June 12th 2017
So there I am, all set up and ready to go at the Oasis Hub venue, Waterloo, on Friday evening June 9th … a hundred plus folk have turned up to see ‘THIS EVIL THING’ (despite having stayed up half the previous night to watch ‘THIS ELECTION’S HUNG’).
This performance is part of the Peace History Weekend, set up by the Movement for the Abolition of War. Bruce Kent is all set to give a short introduction, BUT…
It’s 7.28pm, two minutes till I step forward onto one of the nine wooden crates which form the ‘set’,to begin the journey of the COs in World War One. Two minutes. And there is no lighting. Well, no stage lighting. The wondrous new state of the art lighting and sound desk is sulking (because it ought to have been Corbyn and not May trying to form a government?).
Phone calls to all manner of high-ups including, I think I heard, to the geek who invented this particular piece of technical wizardry, reap no results of the ‘let there be light’ kind.
It’s a challenging venue anyway, being a modern church, large, wide and echoey, which occasionally doubles as a venue with folding raked seating – as well as being used as a space by the attached Oasis Academy school. It’s overseen by two wonderful guys, Andrew and Roddy, who have been so helpful with the whole performance.
Indeed, when we arrived at 6 o’clock to set up for the show, there were about 8 ping pong tables on the performing area…interesting, I thought – I’m sure the COs would have loved a ping pong table for recreation in the grim work-camps and prisons some of them were confined to. Could I incorporate these into the play, I wondered? It’s ok, says Andrew, I’m just about to put them away.
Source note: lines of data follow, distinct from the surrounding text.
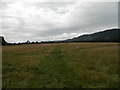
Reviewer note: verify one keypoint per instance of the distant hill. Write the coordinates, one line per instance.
(111, 35)
(2, 41)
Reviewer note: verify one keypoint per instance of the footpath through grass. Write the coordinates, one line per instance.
(55, 73)
(72, 65)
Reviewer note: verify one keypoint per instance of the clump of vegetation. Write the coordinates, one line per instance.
(71, 65)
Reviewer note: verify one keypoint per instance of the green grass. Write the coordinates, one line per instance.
(72, 65)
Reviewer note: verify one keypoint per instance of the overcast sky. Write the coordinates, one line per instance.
(34, 20)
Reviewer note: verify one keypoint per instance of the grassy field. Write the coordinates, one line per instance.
(65, 65)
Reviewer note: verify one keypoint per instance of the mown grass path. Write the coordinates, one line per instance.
(54, 72)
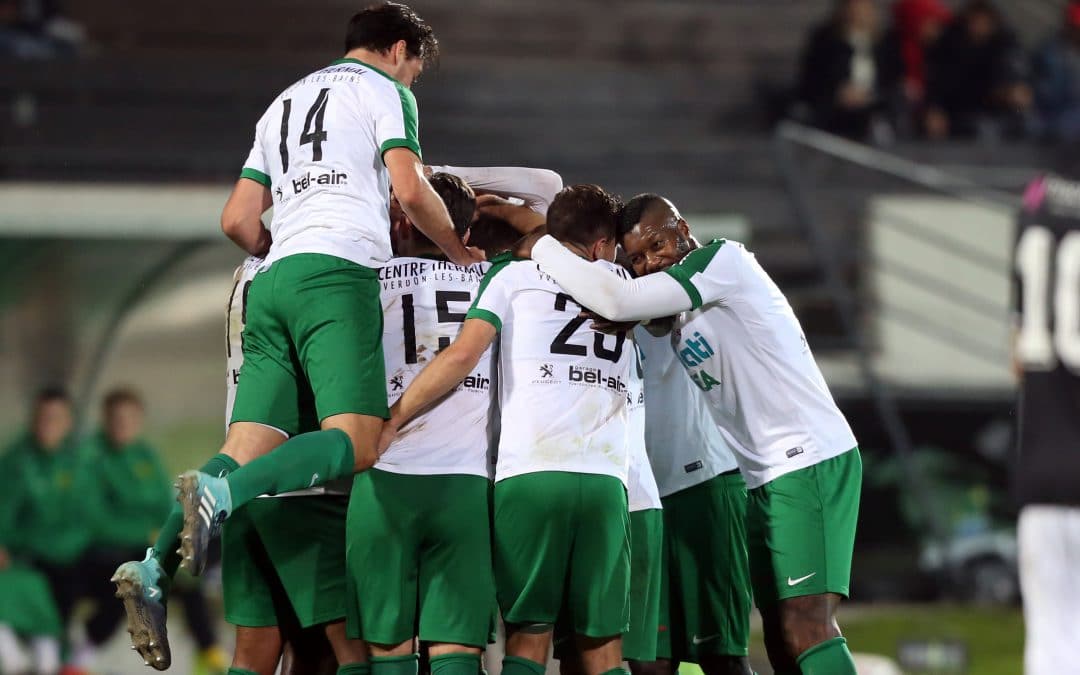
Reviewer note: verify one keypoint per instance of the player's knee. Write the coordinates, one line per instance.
(807, 622)
(660, 666)
(725, 664)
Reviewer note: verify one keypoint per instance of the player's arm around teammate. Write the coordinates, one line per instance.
(799, 563)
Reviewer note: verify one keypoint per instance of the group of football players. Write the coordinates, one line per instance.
(448, 410)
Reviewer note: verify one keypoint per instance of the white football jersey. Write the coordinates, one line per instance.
(235, 315)
(744, 348)
(562, 386)
(319, 149)
(685, 446)
(642, 491)
(424, 302)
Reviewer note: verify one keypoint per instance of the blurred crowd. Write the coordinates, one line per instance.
(72, 509)
(37, 29)
(936, 72)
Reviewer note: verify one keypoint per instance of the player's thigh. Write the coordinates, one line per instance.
(800, 530)
(305, 540)
(250, 588)
(1049, 538)
(271, 385)
(381, 554)
(706, 535)
(599, 565)
(535, 516)
(457, 581)
(257, 649)
(26, 603)
(335, 321)
(646, 570)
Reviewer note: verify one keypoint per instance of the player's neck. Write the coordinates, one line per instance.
(579, 250)
(372, 58)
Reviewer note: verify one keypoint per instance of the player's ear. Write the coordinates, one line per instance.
(400, 51)
(684, 229)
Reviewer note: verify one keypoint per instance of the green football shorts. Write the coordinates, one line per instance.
(419, 556)
(801, 530)
(316, 320)
(561, 535)
(706, 594)
(285, 556)
(646, 556)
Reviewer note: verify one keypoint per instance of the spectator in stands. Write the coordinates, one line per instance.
(976, 83)
(917, 25)
(134, 497)
(45, 480)
(849, 75)
(29, 624)
(1056, 80)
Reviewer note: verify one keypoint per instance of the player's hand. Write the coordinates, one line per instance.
(604, 325)
(472, 255)
(388, 435)
(490, 204)
(524, 246)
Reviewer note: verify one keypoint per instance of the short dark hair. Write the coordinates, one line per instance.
(635, 210)
(121, 395)
(583, 214)
(52, 393)
(459, 199)
(378, 27)
(493, 233)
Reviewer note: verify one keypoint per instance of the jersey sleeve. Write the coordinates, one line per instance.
(255, 166)
(710, 273)
(397, 123)
(493, 297)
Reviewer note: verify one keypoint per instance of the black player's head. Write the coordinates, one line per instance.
(52, 418)
(493, 234)
(652, 233)
(588, 216)
(460, 203)
(122, 410)
(396, 34)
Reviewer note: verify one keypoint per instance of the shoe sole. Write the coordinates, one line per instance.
(191, 558)
(149, 639)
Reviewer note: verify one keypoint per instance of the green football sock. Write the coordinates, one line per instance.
(828, 658)
(164, 548)
(302, 461)
(456, 664)
(517, 665)
(395, 665)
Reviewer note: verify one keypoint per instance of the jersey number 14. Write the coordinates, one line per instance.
(314, 135)
(1037, 347)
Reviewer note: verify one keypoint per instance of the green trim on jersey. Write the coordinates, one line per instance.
(483, 314)
(410, 120)
(255, 175)
(498, 262)
(694, 262)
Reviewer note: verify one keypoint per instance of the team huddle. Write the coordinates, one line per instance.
(448, 406)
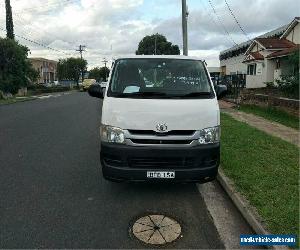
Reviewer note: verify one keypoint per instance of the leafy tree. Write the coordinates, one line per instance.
(289, 83)
(100, 74)
(163, 47)
(71, 69)
(9, 20)
(15, 70)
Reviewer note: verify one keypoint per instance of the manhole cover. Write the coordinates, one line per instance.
(156, 229)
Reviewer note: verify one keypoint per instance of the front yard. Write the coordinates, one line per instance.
(272, 114)
(265, 170)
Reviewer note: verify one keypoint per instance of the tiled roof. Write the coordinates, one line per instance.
(252, 56)
(275, 43)
(257, 55)
(284, 52)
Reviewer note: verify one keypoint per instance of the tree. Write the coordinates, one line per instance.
(289, 83)
(163, 47)
(9, 20)
(100, 74)
(71, 68)
(15, 69)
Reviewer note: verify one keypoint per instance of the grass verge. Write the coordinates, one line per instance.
(272, 114)
(264, 169)
(15, 100)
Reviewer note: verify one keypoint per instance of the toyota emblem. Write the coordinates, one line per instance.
(161, 128)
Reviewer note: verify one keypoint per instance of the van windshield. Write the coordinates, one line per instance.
(159, 78)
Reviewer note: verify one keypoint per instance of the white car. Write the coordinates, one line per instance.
(167, 128)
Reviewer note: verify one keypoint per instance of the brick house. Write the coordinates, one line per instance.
(266, 58)
(47, 70)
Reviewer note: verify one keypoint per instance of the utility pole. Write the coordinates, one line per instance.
(105, 61)
(185, 15)
(155, 45)
(9, 21)
(81, 49)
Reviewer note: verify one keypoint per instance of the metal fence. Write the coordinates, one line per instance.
(234, 83)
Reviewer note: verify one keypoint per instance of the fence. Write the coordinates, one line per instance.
(234, 83)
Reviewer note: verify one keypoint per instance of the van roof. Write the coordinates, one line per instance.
(159, 57)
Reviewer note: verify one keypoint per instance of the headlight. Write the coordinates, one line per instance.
(209, 135)
(112, 134)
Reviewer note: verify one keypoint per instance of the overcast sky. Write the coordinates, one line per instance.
(110, 28)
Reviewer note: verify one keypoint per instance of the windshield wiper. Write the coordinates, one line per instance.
(140, 94)
(193, 94)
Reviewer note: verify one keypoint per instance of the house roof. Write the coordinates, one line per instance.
(41, 59)
(284, 52)
(276, 32)
(274, 43)
(290, 27)
(253, 56)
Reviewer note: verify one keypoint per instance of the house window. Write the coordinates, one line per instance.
(251, 69)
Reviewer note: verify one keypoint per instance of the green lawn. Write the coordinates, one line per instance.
(272, 114)
(265, 170)
(15, 100)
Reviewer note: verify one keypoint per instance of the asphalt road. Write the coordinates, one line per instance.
(52, 194)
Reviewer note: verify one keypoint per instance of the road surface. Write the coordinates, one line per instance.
(52, 194)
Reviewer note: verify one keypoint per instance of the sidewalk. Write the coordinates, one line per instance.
(273, 128)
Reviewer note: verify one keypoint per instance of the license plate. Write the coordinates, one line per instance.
(160, 175)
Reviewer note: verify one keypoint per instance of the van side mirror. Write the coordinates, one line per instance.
(221, 91)
(95, 90)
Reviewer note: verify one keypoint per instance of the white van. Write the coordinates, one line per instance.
(160, 120)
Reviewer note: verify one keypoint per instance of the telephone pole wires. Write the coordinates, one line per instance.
(185, 15)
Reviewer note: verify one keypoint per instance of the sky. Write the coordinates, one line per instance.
(112, 28)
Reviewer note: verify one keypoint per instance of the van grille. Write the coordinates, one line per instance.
(160, 163)
(169, 163)
(169, 133)
(160, 142)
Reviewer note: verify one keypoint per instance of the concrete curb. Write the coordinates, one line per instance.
(242, 205)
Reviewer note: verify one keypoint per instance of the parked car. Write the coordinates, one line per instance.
(87, 83)
(165, 129)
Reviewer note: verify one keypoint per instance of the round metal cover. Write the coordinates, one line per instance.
(156, 229)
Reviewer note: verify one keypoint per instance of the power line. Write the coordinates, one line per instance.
(217, 25)
(220, 21)
(235, 19)
(33, 29)
(55, 5)
(37, 43)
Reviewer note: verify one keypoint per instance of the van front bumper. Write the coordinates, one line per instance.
(130, 163)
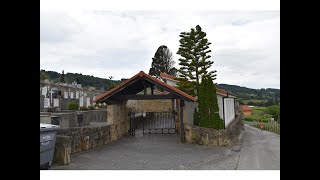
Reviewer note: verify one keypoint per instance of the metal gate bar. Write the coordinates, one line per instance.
(159, 123)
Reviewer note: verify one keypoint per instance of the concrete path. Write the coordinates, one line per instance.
(260, 150)
(158, 152)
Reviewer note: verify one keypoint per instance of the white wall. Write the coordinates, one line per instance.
(172, 82)
(188, 111)
(228, 110)
(220, 105)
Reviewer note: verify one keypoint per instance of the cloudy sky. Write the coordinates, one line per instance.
(117, 42)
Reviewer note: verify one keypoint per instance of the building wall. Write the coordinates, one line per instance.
(247, 113)
(188, 111)
(67, 95)
(220, 105)
(229, 110)
(163, 105)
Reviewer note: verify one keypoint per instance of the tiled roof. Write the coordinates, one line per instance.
(219, 91)
(245, 108)
(152, 79)
(165, 75)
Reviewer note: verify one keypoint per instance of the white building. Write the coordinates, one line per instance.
(226, 102)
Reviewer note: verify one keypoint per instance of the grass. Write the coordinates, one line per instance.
(258, 114)
(253, 100)
(272, 127)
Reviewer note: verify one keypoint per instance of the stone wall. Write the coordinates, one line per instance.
(85, 138)
(150, 105)
(81, 139)
(68, 119)
(214, 137)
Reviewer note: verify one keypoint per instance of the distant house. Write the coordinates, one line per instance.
(246, 110)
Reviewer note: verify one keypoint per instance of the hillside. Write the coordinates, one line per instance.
(258, 97)
(85, 80)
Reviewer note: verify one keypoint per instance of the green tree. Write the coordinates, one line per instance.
(43, 75)
(208, 105)
(274, 111)
(162, 62)
(73, 106)
(196, 117)
(194, 61)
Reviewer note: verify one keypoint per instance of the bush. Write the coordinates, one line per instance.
(274, 111)
(84, 108)
(73, 106)
(249, 119)
(208, 105)
(196, 117)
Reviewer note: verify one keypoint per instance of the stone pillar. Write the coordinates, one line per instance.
(62, 150)
(117, 115)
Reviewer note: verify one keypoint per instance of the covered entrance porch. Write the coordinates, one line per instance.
(142, 87)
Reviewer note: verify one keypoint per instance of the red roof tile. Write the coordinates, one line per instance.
(143, 74)
(165, 75)
(245, 108)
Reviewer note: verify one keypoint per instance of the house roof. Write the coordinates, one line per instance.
(219, 91)
(167, 76)
(245, 108)
(135, 82)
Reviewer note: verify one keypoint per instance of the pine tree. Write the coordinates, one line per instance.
(194, 49)
(62, 77)
(208, 105)
(162, 62)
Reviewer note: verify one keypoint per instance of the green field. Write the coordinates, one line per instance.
(258, 114)
(253, 100)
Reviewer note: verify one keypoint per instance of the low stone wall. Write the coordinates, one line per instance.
(79, 139)
(89, 137)
(69, 119)
(150, 105)
(214, 137)
(62, 150)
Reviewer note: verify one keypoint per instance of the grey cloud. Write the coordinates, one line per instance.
(57, 27)
(90, 45)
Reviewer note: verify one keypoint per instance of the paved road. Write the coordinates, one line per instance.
(158, 152)
(260, 150)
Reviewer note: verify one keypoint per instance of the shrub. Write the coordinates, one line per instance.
(73, 106)
(196, 117)
(208, 105)
(274, 111)
(84, 108)
(249, 119)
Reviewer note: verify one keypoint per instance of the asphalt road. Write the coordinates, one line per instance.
(260, 150)
(255, 149)
(154, 151)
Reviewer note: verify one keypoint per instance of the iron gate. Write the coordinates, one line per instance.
(153, 122)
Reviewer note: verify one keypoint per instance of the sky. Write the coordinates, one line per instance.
(103, 40)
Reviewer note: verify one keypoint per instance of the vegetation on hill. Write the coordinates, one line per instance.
(85, 80)
(255, 97)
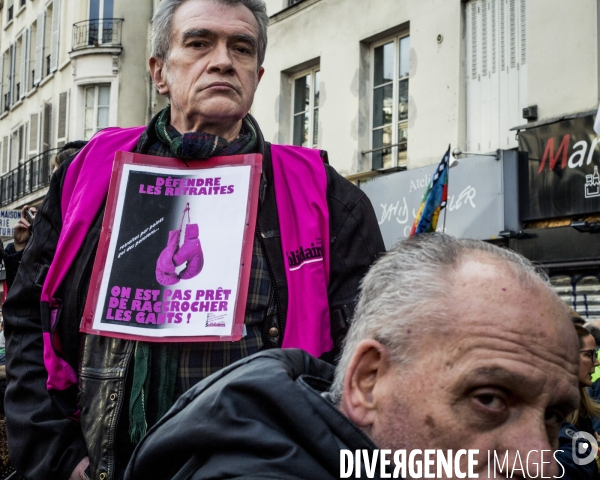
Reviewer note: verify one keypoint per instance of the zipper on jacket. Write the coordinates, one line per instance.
(279, 320)
(87, 272)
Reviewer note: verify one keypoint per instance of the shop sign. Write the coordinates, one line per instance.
(561, 177)
(476, 201)
(8, 220)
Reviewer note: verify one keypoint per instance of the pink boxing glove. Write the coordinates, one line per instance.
(190, 252)
(165, 268)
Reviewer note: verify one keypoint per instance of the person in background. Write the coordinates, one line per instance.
(22, 230)
(66, 151)
(207, 57)
(581, 420)
(497, 386)
(14, 251)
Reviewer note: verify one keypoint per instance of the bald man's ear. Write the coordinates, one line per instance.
(158, 73)
(261, 72)
(366, 372)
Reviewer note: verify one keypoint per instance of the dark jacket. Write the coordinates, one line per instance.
(12, 260)
(43, 443)
(262, 417)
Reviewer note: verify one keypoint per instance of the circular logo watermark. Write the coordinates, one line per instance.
(584, 448)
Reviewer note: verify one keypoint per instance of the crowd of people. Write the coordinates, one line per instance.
(440, 343)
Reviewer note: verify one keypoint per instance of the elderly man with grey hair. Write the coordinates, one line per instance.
(457, 345)
(207, 59)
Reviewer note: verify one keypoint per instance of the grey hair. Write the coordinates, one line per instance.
(162, 25)
(408, 286)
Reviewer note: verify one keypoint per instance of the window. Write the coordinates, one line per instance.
(39, 48)
(17, 70)
(32, 48)
(47, 54)
(17, 143)
(101, 24)
(47, 127)
(10, 12)
(61, 133)
(97, 108)
(390, 102)
(33, 135)
(496, 72)
(5, 154)
(305, 112)
(5, 90)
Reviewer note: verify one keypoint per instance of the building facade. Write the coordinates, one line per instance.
(388, 84)
(68, 68)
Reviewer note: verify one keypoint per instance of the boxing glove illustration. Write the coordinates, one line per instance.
(165, 268)
(190, 252)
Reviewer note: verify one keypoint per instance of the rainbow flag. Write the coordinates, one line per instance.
(434, 199)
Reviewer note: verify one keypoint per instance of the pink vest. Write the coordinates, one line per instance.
(300, 190)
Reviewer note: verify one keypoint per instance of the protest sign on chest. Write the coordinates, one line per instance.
(175, 252)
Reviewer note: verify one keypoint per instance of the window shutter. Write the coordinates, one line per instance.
(21, 144)
(474, 40)
(5, 154)
(502, 36)
(484, 6)
(523, 32)
(2, 83)
(47, 125)
(22, 76)
(25, 74)
(55, 35)
(13, 67)
(494, 41)
(62, 116)
(39, 48)
(513, 34)
(33, 133)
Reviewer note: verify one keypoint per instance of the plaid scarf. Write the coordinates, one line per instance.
(152, 395)
(195, 145)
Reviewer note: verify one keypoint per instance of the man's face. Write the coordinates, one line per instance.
(211, 72)
(501, 378)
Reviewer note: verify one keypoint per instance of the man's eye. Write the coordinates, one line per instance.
(490, 401)
(554, 417)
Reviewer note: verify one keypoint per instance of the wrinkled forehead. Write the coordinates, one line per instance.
(492, 301)
(214, 15)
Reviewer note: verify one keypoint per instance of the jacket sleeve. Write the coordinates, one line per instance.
(12, 259)
(43, 444)
(355, 243)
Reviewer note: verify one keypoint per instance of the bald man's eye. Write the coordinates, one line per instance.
(554, 418)
(492, 401)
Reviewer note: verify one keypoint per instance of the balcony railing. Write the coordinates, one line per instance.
(27, 178)
(104, 32)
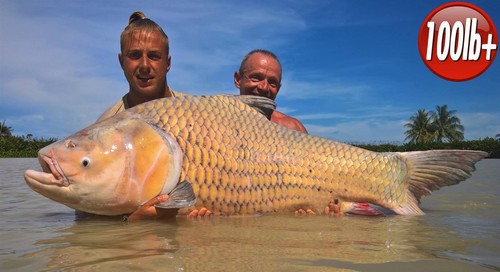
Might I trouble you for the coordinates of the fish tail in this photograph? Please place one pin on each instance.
(430, 170)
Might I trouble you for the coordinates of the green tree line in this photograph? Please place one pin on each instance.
(20, 146)
(438, 134)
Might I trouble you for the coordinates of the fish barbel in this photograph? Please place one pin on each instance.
(235, 160)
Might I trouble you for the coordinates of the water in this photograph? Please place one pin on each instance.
(460, 232)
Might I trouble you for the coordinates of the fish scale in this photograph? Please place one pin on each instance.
(224, 154)
(240, 163)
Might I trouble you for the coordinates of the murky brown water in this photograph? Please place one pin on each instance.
(460, 232)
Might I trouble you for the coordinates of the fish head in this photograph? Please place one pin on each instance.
(109, 168)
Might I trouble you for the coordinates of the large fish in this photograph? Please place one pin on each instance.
(234, 160)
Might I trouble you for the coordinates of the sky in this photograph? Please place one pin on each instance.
(351, 69)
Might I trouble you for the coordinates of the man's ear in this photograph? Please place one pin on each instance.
(237, 79)
(120, 59)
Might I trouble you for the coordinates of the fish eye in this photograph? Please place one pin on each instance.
(86, 162)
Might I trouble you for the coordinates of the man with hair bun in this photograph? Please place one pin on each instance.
(145, 60)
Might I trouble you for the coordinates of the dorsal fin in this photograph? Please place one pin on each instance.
(263, 105)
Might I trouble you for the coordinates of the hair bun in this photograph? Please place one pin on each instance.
(137, 15)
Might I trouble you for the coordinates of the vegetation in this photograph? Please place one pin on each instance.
(489, 144)
(438, 126)
(20, 147)
(426, 131)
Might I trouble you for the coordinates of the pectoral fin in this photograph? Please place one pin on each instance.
(181, 196)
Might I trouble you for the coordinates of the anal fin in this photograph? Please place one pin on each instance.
(181, 196)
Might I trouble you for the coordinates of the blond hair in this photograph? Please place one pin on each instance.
(139, 22)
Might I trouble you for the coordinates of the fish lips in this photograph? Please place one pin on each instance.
(52, 173)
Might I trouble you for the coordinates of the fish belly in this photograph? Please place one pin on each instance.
(238, 162)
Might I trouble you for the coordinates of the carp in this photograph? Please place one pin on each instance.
(220, 153)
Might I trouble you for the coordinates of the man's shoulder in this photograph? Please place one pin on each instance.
(287, 121)
(120, 105)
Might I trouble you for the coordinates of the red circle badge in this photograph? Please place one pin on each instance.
(458, 41)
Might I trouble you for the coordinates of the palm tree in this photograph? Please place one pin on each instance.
(419, 127)
(5, 131)
(446, 125)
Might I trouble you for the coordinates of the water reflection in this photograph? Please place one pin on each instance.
(251, 243)
(460, 230)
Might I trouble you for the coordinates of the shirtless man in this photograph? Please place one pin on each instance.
(260, 74)
(145, 61)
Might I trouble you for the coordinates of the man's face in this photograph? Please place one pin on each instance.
(145, 62)
(261, 76)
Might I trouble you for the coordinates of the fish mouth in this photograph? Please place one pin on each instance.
(52, 172)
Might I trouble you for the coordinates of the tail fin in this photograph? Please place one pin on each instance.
(430, 170)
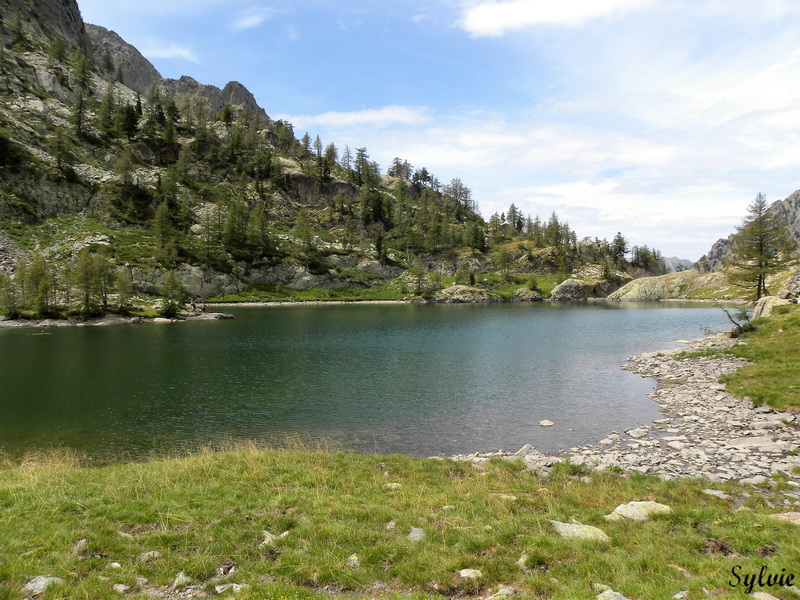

The church/venue has no blackout either, so daylight, indeed sunlight, pours in from the windows to the right of the playing area. And on this sunny summer’s evening, the western sunshine was positively flooding in. Who needs stage lighting, I thought? Save on electricity too. But hang on, by the time the play finishes the sun will have gone down behind the Kennington rooftops, so we really need that stage lighting…
It’s not looking good. It’s now 7.29, one minute to go. I’m told we’ll have to proceed with just the dim overhead lighting which will hardly illuminate myself and the crates – when my brother, Louie, who is kindly operating the sound for me this night, rushes down to tell me, ‘It’s sorted. We’ve got the stage lighting working!’
‘Great!’ I say. ‘Who did Nathan (in charge of lighting) speak to?’
‘He didn’t. He used his fist.’
‘What?’
‘He was pretty fed up and gave the lighting desk a quick thump with his fist in frustration, and suddenly, it started working. A loose connection, maybe?’
Ahh, modern technology, dontcha love it?
And so it came to pass…that all went off beautifully, despite constant police sirens and the thrum of traffic outside, and I lost another few pounds in weight. Cyril Pearce, creator of the Pearce Register of the over 18,000 British WW1 COs, joined me for the Q and A; and Andrew and Roddy were amazingly helpful again in assisting me with the crates afterwards, and when I couldn’t get a cab, Roddy said not to worry, he’d give us a lift home in his not very large car, packing the crates in skillfully, a skill developed by, as he said, many a house move in recent years.
I forgot to mention – the altar of the church is ‘put away’ for performances, but what remains on either side, looking down on the playing area, are two lovely sculpted angels. St. Andrew and St. Roddy perhaps?